Relationship between hypoglycaemia, body mass index and quality of life among patients with type 1 diabetes: Observations from the DEPICT clinical trial programme

Diabetes Obes Metab. 2020 May;22(5):857-865. doi: 10.1111/dom.13972. Epub 2020 Feb 21.

Abstract

Aims: To demonstrate the relationships between hypoglycaemia, body mass index (BMI) and quality of life, and to examine the impact of dapagliflozin on patient-reported treatment satisfaction in patients with type 1 diabetes mellitus (T1DM), using data from the DEPICT (Dapagliflozin Evaluation in Patients With Inadequately Controlled Type 1 Diabetes) clinical trial programme.

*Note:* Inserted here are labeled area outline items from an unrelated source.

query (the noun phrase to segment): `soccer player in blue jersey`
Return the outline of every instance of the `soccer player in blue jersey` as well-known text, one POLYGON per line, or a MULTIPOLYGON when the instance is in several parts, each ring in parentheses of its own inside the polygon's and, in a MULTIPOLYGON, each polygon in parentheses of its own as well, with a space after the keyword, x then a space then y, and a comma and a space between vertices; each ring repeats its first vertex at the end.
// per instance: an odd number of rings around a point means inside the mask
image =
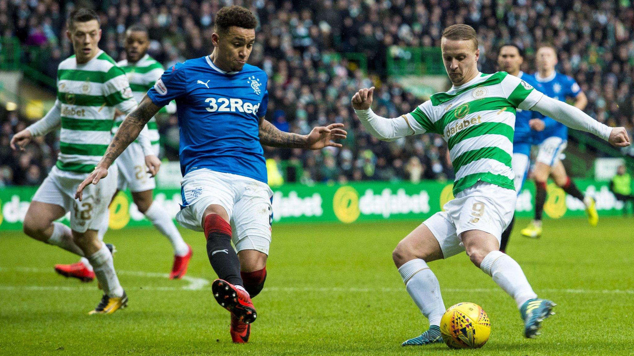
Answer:
POLYGON ((319 149, 341 147, 342 124, 307 135, 280 131, 264 120, 268 77, 247 64, 256 41, 256 17, 245 8, 223 8, 216 16, 209 56, 168 68, 121 124, 82 191, 108 174, 115 159, 161 107, 176 100, 180 128, 183 226, 204 231, 207 255, 218 275, 216 301, 231 312, 230 333, 244 343, 256 320, 251 297, 264 286, 271 243, 273 192, 266 184, 261 144, 319 149), (235 249, 231 246, 231 242, 235 249), (237 253, 236 253, 237 251, 237 253))
MULTIPOLYGON (((543 91, 541 84, 535 80, 535 77, 520 70, 524 63, 524 51, 515 44, 507 44, 500 48, 498 53, 498 65, 500 70, 515 75, 531 84, 540 91, 543 91)), ((531 129, 530 120, 536 117, 541 117, 540 113, 517 109, 515 114, 515 132, 513 135, 513 157, 511 166, 515 172, 515 191, 519 194, 524 186, 524 182, 528 175, 528 168, 531 162, 531 148, 536 144, 536 131, 531 129)), ((508 244, 508 239, 513 231, 515 217, 506 230, 502 232, 500 250, 505 252, 508 244)))
MULTIPOLYGON (((544 94, 562 101, 566 101, 569 98, 573 99, 574 106, 583 110, 588 103, 588 99, 579 87, 579 84, 573 78, 555 70, 557 63, 555 48, 550 46, 540 47, 537 50, 536 60, 537 73, 534 75, 535 79, 541 84, 544 94)), ((584 196, 576 184, 568 177, 561 163, 562 153, 567 144, 568 128, 551 118, 543 117, 542 118, 532 119, 529 125, 533 130, 538 131, 536 137, 540 146, 533 171, 536 186, 535 217, 527 227, 522 229, 522 234, 534 238, 541 236, 541 215, 546 202, 546 182, 549 175, 566 193, 583 202, 586 206, 588 221, 590 225, 596 226, 598 222, 598 214, 594 199, 584 196)))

Methods: A two-stage modelling approach, using a linear regression framework, was adopted to evaluate the relationship between hypoglycaemia, BMI and quality of life. Hypoglycaemia fear score (HFS) was modelled as a function of hypoglycaemic events (non-severe documented symptomatic and severe) and, subsequently, quality of life (as measured by the EQ-5D questionnaire) was modelled as a function of HFS and BMI. A linked evidence approach correlated the relationship between treatment, hypoglycaemic events and glycated haemoglobin (HbA1c), to the relationships captured within the regression models. The proportion of patients achieving increased patient-reported treatment satisfaction, as measured by the Diabetes Treatment Satisfaction Questionnaire (DTSQ) total score, was compared between study arms.

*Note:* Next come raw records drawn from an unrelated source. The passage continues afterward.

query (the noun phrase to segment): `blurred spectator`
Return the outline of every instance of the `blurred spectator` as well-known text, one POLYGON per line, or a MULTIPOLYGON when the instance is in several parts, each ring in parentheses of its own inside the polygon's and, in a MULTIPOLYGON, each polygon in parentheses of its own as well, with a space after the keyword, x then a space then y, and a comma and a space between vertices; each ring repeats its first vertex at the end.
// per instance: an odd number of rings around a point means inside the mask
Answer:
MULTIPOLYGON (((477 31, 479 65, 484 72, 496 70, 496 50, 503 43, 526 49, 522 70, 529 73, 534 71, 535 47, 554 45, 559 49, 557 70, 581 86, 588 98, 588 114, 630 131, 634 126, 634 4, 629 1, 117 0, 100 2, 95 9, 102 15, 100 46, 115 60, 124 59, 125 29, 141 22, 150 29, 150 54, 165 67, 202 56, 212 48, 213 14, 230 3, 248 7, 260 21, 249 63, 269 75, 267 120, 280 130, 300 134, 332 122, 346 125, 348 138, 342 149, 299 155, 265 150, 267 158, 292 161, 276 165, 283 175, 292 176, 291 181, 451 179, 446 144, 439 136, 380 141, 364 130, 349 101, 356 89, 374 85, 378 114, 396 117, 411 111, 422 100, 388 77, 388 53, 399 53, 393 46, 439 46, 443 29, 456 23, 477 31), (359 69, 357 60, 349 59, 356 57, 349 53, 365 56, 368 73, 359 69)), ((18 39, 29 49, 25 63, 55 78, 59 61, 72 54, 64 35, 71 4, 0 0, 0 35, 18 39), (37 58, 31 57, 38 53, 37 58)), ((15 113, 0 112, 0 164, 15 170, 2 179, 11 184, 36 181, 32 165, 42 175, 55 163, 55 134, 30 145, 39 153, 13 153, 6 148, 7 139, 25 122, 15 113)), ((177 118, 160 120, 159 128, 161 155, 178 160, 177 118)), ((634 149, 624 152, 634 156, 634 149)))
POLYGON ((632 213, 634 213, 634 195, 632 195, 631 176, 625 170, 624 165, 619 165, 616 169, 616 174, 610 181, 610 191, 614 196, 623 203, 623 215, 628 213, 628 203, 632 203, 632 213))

Results: Incident severe hypoglycaemia was associated with significantly higher HFS (coefficient estimate [CE] 14.62, P=0.004). The frequency of symptomatic hypoglycaemic events was associated with a significantly higher HFS (log transposed, CE 1.32, P=0.026). Higher HFS and higher BMI were both independently associated with a significantly lower EQ-5D score (HFS: CE -0.0024, P<0.001; BMI: CE -0.0026, P=0.016). Significantly higher proportions of dapagliflozin-treated patients achieved ≥3-point increases in DTSQ total score compared to patients in the placebo group.

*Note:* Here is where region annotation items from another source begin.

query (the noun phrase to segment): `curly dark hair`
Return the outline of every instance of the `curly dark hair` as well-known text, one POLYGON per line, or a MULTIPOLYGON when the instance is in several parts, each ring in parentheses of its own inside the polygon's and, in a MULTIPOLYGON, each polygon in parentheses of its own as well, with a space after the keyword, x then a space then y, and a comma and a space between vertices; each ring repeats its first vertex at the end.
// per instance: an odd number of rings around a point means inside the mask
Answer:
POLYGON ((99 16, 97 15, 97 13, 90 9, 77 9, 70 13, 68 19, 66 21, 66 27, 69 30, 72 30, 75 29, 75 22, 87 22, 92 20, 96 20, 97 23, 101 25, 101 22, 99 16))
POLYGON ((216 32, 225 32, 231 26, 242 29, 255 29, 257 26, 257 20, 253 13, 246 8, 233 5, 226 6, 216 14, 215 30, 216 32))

Conclusion: The results of this study demonstrated that increases in hypoglycaemia and BMI were associated with reduced quality of life in people with T1DM. Dapagliflozin-treated patients achieved a reduction in HbA1c whilst avoiding an increase in hypoglycaemic events. The results also showed that treatment with dapagliflozin was associated with an improvement in treatment satisfaction.

Keywords: body mass index; dapagliflozin; hypoglycaemia; insulin; quality of life; type 1 diabetes mellitus.